Wednesday, 16 February 2005

Hold Your Own

This month I can report that I’ve been upsetting people left, right and centre. While I'm not going to give names or go into details I gotta say something. I wouldn’t say I’m necessarily happy about this but it does provide food for thought, of which you shall now (should you choose to) read.

B&S Underground Dance is a monthly column dedicated primarily to commentary on the culture that we’ll hereby refer to as grime (although offshoots get the odd look in). Although it’s only two pages a month, it’s two pages thankfully not dictated by PR’s, record labels or anyone else. That’s not to say UD is adverse to their involvement, not by any means. It would be foolish to say otherwise given how many artists are now being picked up by record labels and such. But UD will not fall prey to that machine. (Make of that what you will).

The big question seems to be ‘if you don’t like something’ or ‘if it’s negative’ why write about it? Well, are you mad? This is where we must re-define our roles. I am in no way suggesting my opinion or commentary is more valid than that of the next man, but it is just that, mine, and it’s my job to give that. For the last three years, in various publications, I have showcased some of my favourite musical moments, more time about grime, because that’s where music journalists differ. You have those that are in it for the money (if you find it call me) or those that simply love it and can’t think of a better way to spend their working days and nights. We all know this column doesn’t even buy me half an ounce of bless, so no one’s tripping.

While trying to push the exciting times that we’re in, In the past and more recently I’ve also found the need to draw attention to issues that have rattled my cage; the rise of homophobic lyrics in grime, the treatment and portrayal of women both behind the scene and within the music, then there’s the grim reality of clashing… we could go on. Why? With the hope that by drawing such issues to attention people will stop and think, even if they don’t agree. I recently read the following anonymous quote ‘the grime scene has so much love it over-writes the hate.’ Whether or not this is true only time will tell.

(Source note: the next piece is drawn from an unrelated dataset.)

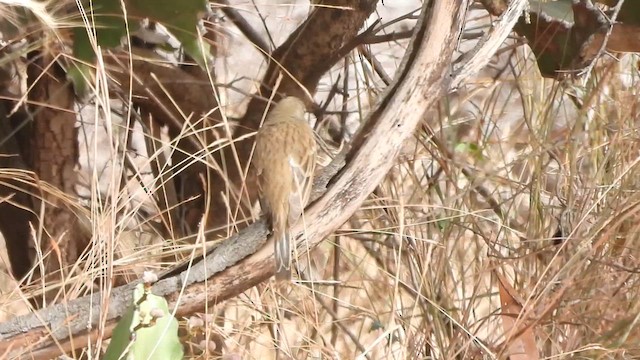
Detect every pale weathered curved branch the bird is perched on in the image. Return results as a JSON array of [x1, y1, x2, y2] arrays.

But surely it’s time the scene took some responsibility for its actions.If you think you’re being shut out, are you shutting yourself out? No one has gone clear yet, there’s a lot of work to do and while clashing may make you big on road, If you’re going to clash respect the game and the rules, something seemingly forgotten. As for violence that doesn’t help anybody and if we’re being real, people are lucky half of what goes on isn’t reported. Then there’s the music - don’t leave yourself open for accusations or ridicule because as the scene grows so does the interest in it – we do and will report the talk. Once you put your music and yourself out, you’re open to negotiation. Prepare yourself for criticism and for the love – both can and will effect you in equally effective ways.

Again, without going into too much detail I don’t think I’ll need to bullet proof my office XXL/Source style just yet, but maybe we should all take a minute to sit back and reflect. And if you're thinking of phoning my phone to complain about something you've read, maybe think again next time. I hold my own.

And there’s a big world of grime out there.

Peace.

*Taken from current issue of B&S, on newstand now*

3 comments:

DOT:ALT Magazine said...

i've always been irritated by the "if you dont like it, don't write about it" argument.

Not reporting on the negative is tiptoing around your own personal truth and it traps you into thinking about music in terms of immature b&w definitions of 'good' and 'bad'.

Of course its so important that we make negative comments when theyre called for. We're not PRs for christsakes. I'm glad you brought it up.

Chantelle Fiddy said...

Half the problem is the number of 'journalists' who do simply conply to the b&w landscape. The day of super PR's seems to have really gone too (I think I missed this movement in the 80's/early 90's where you were treated like royalty and had coke and cigarettes on the PR, press trips aplenty). But there has been an increase in bullying and psycholohical warfare.

*there are a lot of PR's I love though*

∞ infinite ∞ said...

Hi Chantelle.. I've been reading your blog for a while- and always enjoy both your style of writing and your opinions. I find Grime, like many underground scenes extremely interesting- musically and culturally so it's good to read the words of people very much impassioned and informed such as yourself and Martin Clark. Music should always be a two way thing, if not, it would become a strange form of dictatorship! Listeners have the right to react to what they're listening to, particularly when it's something as consequential as homophobic lyrics and the treatment of women in the scene. As far as expressing your publicly- It's the poncy and uninformed journo's that ONLY see and comment on the negative aspects of music scenes without knowing enough about the history and culture that do the damage. Basically, what I'm sayin is stick to your guns girl, you're doing a grand job.